The Routine That Makes You Appreciate Your Favorite Sitcom Even More
You can use a character's predictability to remind you to keep you moving—sort of like a college drinking game, but with squats instead of shots. Love New Girl? Try this circuit workout from Mike Donavanik, a Los Angeles–based personal trainer and the creator of the Extreme Burn DVD series. Every time Schmidt says something offensively lame (which happens so frequently that his roommate have started a "douchebag jar"), use that as a cue to do one exercise for one minute. Donavanik recommends alternating upper and lower body moves: Start with push-ups, then squats, then tricep dips, then lunges. Finish with crunches. Keep cycling through these five exercises for the entire 30-minute show.
Strengthen Your Arms Without Ever Leaving the Couch
Tricep dips tone the muscles on the backside of your upper arms, Donavanik says, and the only piece of equipment you need is a sturdy piece of furniture.
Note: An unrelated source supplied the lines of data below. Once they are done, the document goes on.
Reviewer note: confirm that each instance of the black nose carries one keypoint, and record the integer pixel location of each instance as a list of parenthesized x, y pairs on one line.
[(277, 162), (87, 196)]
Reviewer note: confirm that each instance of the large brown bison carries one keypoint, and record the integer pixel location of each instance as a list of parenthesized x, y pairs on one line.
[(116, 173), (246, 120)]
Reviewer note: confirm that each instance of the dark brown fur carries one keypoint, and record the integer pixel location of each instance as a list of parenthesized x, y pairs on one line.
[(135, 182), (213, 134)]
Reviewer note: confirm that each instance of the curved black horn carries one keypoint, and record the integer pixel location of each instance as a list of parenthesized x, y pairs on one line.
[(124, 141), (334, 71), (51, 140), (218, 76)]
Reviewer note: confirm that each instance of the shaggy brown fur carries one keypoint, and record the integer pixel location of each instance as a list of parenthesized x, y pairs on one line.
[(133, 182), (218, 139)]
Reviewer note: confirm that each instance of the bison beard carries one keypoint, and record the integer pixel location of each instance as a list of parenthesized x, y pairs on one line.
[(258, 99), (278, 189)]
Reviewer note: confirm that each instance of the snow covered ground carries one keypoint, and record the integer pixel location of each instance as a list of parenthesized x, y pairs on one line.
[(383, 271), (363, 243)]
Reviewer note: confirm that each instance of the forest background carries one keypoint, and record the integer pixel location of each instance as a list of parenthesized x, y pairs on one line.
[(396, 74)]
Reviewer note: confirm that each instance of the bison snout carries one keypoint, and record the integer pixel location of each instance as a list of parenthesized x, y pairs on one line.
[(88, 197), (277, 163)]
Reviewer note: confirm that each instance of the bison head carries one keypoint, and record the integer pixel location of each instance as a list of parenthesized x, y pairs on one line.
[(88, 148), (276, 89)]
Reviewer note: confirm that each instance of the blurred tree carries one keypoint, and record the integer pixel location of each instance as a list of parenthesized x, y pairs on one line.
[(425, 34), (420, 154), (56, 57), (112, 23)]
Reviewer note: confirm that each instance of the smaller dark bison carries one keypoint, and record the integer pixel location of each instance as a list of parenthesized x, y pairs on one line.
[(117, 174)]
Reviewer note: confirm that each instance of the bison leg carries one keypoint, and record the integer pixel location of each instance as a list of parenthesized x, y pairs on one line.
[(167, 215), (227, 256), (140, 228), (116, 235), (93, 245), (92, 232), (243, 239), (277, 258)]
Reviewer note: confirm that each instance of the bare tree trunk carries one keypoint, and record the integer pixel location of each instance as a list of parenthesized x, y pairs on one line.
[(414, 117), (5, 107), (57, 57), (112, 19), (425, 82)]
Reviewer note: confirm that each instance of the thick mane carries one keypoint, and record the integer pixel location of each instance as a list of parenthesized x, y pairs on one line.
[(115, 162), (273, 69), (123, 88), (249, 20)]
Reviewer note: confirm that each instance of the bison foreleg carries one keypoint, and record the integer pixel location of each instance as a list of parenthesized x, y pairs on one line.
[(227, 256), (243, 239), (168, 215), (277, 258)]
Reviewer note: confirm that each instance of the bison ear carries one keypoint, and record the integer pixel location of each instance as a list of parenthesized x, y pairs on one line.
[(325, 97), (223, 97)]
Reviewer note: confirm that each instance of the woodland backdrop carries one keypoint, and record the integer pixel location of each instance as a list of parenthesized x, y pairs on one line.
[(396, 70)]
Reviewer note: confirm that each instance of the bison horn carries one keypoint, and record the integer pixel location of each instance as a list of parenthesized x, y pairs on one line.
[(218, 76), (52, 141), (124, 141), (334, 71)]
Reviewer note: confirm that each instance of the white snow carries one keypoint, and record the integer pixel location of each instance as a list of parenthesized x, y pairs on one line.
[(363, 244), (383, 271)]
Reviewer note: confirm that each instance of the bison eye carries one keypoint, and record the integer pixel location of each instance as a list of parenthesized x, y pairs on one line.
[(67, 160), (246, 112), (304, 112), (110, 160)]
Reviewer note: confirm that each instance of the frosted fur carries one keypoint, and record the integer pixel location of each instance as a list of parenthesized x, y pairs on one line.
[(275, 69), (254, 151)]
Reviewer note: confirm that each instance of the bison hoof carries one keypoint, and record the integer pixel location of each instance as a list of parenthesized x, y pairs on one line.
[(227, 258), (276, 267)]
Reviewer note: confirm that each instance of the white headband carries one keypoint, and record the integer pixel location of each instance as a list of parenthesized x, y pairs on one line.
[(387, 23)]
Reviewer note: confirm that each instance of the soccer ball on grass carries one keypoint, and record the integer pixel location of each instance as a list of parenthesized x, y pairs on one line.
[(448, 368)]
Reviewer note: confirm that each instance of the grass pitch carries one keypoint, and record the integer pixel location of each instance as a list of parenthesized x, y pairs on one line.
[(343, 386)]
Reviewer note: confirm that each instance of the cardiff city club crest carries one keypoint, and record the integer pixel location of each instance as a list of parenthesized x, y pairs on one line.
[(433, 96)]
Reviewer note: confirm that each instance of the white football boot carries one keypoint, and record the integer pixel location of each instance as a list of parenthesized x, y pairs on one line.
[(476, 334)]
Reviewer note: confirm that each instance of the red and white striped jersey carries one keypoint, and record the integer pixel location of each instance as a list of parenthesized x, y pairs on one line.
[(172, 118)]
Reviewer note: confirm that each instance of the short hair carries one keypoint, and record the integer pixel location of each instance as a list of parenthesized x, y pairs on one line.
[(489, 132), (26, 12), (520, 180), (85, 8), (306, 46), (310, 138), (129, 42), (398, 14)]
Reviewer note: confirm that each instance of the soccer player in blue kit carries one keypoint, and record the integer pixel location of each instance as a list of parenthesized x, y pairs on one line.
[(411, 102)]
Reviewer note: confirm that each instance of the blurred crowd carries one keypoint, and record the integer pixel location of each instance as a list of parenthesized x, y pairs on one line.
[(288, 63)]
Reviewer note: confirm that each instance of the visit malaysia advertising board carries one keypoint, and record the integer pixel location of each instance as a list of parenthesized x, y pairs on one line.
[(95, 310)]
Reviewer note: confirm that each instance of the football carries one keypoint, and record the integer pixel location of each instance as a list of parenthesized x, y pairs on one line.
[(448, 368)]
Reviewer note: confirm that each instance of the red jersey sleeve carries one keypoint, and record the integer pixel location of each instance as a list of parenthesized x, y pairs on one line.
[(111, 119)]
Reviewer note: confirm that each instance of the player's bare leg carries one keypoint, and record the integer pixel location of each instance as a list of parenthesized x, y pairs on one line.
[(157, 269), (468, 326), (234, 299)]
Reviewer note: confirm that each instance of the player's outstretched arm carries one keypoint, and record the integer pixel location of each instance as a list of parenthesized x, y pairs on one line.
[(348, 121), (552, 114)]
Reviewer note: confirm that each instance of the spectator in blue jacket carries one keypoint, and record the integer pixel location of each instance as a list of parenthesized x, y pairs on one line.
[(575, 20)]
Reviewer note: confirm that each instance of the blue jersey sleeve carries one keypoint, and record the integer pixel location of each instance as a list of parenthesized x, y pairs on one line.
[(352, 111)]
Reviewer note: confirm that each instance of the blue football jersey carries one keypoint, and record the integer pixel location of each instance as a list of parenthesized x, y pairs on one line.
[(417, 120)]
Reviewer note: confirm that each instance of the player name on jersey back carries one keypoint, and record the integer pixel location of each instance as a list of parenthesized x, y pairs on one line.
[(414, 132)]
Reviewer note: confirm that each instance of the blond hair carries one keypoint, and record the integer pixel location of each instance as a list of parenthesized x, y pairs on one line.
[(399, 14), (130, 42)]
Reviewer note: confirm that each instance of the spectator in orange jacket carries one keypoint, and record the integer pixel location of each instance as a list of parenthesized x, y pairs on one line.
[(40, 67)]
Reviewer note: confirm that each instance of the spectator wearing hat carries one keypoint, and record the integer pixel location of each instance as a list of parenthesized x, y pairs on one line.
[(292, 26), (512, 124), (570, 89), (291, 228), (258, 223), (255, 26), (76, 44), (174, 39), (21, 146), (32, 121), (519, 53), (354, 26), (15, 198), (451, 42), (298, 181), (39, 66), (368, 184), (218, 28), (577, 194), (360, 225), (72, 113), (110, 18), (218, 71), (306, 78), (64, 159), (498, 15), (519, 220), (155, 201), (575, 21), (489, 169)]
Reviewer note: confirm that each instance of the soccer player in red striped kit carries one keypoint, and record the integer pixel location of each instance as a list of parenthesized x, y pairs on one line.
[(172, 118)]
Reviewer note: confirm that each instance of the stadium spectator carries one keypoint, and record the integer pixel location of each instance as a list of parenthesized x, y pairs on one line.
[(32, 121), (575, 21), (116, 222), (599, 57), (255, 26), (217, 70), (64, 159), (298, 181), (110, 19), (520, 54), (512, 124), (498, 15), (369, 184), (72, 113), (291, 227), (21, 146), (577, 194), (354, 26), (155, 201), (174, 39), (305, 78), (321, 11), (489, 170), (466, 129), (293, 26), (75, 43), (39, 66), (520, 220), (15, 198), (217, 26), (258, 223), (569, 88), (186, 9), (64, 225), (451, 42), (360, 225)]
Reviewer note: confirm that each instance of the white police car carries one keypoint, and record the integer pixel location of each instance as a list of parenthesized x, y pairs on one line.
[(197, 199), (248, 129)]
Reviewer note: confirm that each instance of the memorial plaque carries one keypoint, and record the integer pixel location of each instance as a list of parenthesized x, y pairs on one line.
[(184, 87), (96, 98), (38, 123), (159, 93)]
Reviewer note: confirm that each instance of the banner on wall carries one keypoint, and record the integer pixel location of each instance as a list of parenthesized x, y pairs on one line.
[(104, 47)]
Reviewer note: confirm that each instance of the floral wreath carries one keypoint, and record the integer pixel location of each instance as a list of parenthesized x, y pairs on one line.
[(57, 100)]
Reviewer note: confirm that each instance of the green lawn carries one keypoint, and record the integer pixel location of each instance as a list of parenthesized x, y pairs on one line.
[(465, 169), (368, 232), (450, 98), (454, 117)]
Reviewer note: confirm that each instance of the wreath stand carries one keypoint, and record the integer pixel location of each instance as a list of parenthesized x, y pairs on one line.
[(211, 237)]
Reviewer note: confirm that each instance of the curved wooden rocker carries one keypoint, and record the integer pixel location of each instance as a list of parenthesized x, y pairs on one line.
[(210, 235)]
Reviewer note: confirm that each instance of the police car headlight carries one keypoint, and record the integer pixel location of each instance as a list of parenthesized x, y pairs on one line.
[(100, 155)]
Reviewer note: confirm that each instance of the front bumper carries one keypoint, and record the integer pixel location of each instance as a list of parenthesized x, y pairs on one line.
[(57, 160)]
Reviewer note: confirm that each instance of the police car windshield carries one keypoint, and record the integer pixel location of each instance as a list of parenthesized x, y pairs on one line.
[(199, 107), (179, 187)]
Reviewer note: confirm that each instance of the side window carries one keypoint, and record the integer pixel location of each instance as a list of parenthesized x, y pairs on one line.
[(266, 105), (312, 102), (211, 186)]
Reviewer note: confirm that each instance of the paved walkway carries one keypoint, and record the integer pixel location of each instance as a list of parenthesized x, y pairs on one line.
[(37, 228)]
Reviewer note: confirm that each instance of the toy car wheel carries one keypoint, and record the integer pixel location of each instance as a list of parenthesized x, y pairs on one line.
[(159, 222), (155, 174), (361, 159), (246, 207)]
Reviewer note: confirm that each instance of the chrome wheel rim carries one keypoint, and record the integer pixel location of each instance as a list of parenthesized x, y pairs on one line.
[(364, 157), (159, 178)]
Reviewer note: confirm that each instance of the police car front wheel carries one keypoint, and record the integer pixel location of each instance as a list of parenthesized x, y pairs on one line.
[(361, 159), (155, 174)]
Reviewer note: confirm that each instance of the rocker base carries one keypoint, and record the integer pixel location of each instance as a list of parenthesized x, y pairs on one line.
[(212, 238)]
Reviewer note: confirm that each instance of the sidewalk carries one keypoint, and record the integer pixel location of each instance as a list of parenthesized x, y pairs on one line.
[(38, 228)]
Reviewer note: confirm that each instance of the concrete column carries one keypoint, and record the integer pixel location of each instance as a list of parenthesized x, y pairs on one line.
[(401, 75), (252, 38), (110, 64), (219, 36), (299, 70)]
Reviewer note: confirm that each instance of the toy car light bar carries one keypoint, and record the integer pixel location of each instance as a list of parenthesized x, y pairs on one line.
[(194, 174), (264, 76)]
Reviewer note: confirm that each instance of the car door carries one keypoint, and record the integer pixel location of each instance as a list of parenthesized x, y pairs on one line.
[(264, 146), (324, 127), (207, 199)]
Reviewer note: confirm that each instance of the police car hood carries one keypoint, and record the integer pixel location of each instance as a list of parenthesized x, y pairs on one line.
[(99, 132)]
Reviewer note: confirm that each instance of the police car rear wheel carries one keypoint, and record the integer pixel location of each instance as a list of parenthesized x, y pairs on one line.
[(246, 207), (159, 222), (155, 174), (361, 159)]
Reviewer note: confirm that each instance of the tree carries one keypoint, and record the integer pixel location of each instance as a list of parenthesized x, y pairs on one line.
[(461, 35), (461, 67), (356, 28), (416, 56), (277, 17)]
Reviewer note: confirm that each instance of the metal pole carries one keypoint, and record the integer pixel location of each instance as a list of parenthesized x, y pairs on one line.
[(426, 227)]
Position your hands on the couch on either side of your hips, and scoot your bottom off the edge of your seat. Your legs should be bent, with your feet placed hip-width apart on the floor. Slowly bend your elbows and lower your upper body until your arms are at a 90-degree angle (keep your back close to the couch). Straighten your arms and return to the starting position. Don't worry about counting; just do as many as you can, then rest. Repeat three to four times. While you should definitely feel the burn in this position, Donavanik says you can make this even more challenging by extending both legs straight in front of you or putting them up on a coffee table.
The Cardio Workout for When You Can't Be Bothered to Get Up
A portable pedal bike (which costs between $30 and $150) allows you to exercise in the comfort of your La-Z-Boy. These mini machines are much cheaper and take up less room than a stationary bike, treadmill or ski machine, but you have to be strategic to get your heart rate up. Skip steady-state cycling (which is easy to phone in) and do intervals instead. Start with a five-minute warm-up at easy resistance. Adjust the knob until turning the pedals takes moderate effort. Then do one minute of fast, intense pedaling, then one minute of easy—and keep that up for the duration of the 30-minute program. (You can also take an "active recovery" during commercials by easing up on the resistance).
The Moves to Do When You Can't Take Your Eyes Off the Screen
Look away from Mad Men for one minute and you'll miss a symbolic detail or a key facial expression (or possibly a rare glimpse of Jon Hamm's bare torso). For these situations, Chicago-based personal trainer Traci D. Mitchell recommends wall squats, which she says strengthen the front and sides of the quads as well as the glutes. Keeping your upper back against a wall facing the television, take a big step forward. Sink down until you feel like you're sitting in a straight-back chair, with both thighs parallel to the ground. Mitchell likes to do pyramids: hold the squat for 10 seconds, then rest for a minute or so; hold for 20 seconds, then rest again. Keep lengthening the intervals until you get to 40 seconds, then take it back down (squat for 30 seconds, 20 seconds, 10 seconds). To work the shoulders at the same time, Mitchell says to extend your arms and lift them to shoulder height with each squat.
An Ab Workout You'll Actually Finish (and Feel)
The first rule, Mitchell says, is to stay off the floor—that position makes it too tempting to grab a few cushions and stretch out. Instead of crunches, she recommends oblique twists that you can do while standing. Grab a heavy object, like a gallon of milk or water, and hold it with both hands. Plant your feet shoulder-width apart, tighten your core and extend your arms in front of you. While keeping your hips stable, rotate your torso and arms to the left, then back to center. Rotate to the right, and back to center. Do three sets of 20 reps.